Environmental NGOs in Iraq
Nature Iraq has it's latest newsletter up on the Eden Again Website. Many positive developments are reported including the release of an Interim master plan for restoration and management of the southern marshes by the New Eden Group (A collaboration of Nature Iraq and the Italian Ministry of Environment and Territory). This document is the culmination of years of work studying every salient aspect of the marshes from Biodiversity to Hydrology and Economic impacts. The document will be presented to the Iraqi government to inform future decisions on the marshes. As the management and responsibility for the marshes and water resources transition to the Iraqi government there is a need to keep the benefits of marsh restoration in the forefront.

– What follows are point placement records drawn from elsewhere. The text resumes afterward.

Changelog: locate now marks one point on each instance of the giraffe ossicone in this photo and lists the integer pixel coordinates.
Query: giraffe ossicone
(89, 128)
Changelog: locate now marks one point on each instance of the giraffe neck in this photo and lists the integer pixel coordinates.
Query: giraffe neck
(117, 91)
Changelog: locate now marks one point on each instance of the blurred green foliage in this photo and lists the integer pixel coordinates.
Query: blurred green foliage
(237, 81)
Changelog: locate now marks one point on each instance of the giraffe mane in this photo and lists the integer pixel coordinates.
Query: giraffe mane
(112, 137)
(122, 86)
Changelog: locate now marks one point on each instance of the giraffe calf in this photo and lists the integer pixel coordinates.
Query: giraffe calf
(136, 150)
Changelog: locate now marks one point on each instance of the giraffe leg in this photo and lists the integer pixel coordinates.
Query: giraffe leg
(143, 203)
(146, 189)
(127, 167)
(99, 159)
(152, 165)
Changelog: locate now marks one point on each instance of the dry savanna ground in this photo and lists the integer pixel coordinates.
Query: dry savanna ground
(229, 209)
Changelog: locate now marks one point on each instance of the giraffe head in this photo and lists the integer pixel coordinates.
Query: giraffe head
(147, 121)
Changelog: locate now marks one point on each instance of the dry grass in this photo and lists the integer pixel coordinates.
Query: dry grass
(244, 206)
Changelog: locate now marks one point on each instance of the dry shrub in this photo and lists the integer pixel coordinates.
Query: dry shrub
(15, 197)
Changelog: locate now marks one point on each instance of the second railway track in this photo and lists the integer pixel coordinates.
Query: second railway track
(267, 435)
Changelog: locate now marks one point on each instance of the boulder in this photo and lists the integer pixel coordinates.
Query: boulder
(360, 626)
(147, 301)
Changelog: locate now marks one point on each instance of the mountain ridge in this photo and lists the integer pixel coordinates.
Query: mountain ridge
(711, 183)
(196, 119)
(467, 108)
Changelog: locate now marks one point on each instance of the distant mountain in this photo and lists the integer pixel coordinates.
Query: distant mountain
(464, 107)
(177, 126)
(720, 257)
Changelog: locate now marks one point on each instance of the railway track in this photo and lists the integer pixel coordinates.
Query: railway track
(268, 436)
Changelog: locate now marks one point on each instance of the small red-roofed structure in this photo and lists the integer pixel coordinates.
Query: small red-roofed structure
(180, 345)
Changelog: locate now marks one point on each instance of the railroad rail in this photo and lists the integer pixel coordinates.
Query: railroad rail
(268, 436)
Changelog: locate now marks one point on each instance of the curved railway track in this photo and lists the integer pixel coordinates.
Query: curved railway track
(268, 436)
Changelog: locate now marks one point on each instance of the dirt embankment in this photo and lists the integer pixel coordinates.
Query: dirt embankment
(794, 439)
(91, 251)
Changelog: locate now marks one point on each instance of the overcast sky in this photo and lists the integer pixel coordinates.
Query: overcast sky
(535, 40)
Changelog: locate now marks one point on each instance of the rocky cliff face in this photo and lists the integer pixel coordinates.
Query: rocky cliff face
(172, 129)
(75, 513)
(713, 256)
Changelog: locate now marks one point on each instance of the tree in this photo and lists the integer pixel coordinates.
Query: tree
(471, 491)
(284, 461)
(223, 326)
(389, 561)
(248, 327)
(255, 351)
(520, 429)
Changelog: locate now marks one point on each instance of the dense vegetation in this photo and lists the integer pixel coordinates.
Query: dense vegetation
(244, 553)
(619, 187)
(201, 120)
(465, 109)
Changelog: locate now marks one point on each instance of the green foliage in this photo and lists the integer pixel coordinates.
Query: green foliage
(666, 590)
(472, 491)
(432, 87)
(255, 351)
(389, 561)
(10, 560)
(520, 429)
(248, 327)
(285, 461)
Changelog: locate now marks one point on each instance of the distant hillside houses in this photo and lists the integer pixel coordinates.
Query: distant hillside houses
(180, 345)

Also reported was an Regional Environmental Roundtable which brought together NGOs from Iraq, Syria, Jordan and Lebanon in September. They discussed the need for training in a number of areas to build their capacity to carry out their respective projects. This is where I think more International Environmental Groups and Educational Institutions can have a real positive impact. I perceive some prominent groups only want to support development in Iraq in the theoretical, not practical sense. Perhaps there is an attitude that participating in Iraq would somehow add legitimacy to the military/political conflict which they opposed so strenuously. If this is true, it is morally bankrupt thinking. Making positive change and building civil society should take primacy over political posturing. I encourage both individuals and organizations to contribute as they can. Iraq Nature counts 35 environmental NGOs in Iraq!
The areas of need are:
1. Strategic Planning
2. Administrative and Management Skills
3. Capacity building for environmental impact assessments/evaluations
4. Advocacy Skills
Ideally, training should happen locally, since it allows the greatest number of people to participate. Several workshops have been held regionally, such as in Jordan or Syria.
Finally a field report from the Canada-Iraq Marshland Initiative is written up in the Nature Iraq Newsletter. Ecological surveys of major reflooded areas have been conducted by 6 teams, comprising 44 students and technical advisors from Central and Southern Iraq. Major groups surveyed include phytoplankton, zooplankton, benthic invertebrates, plants, fish and birds. Early indications are that some reflooded areas are showing signs of full recovery. Nearly all the rare and endangered birds have been found and some have been found breeding. I've heard through other channels that African Darter, Sacred Ibis, Goliath Heron and Basra Reed Warbler have all been seen.
I put up a new page on the Iraq Fauna Wiki to brainstorm on ideas to support Iraqi organizations working on environmental issues.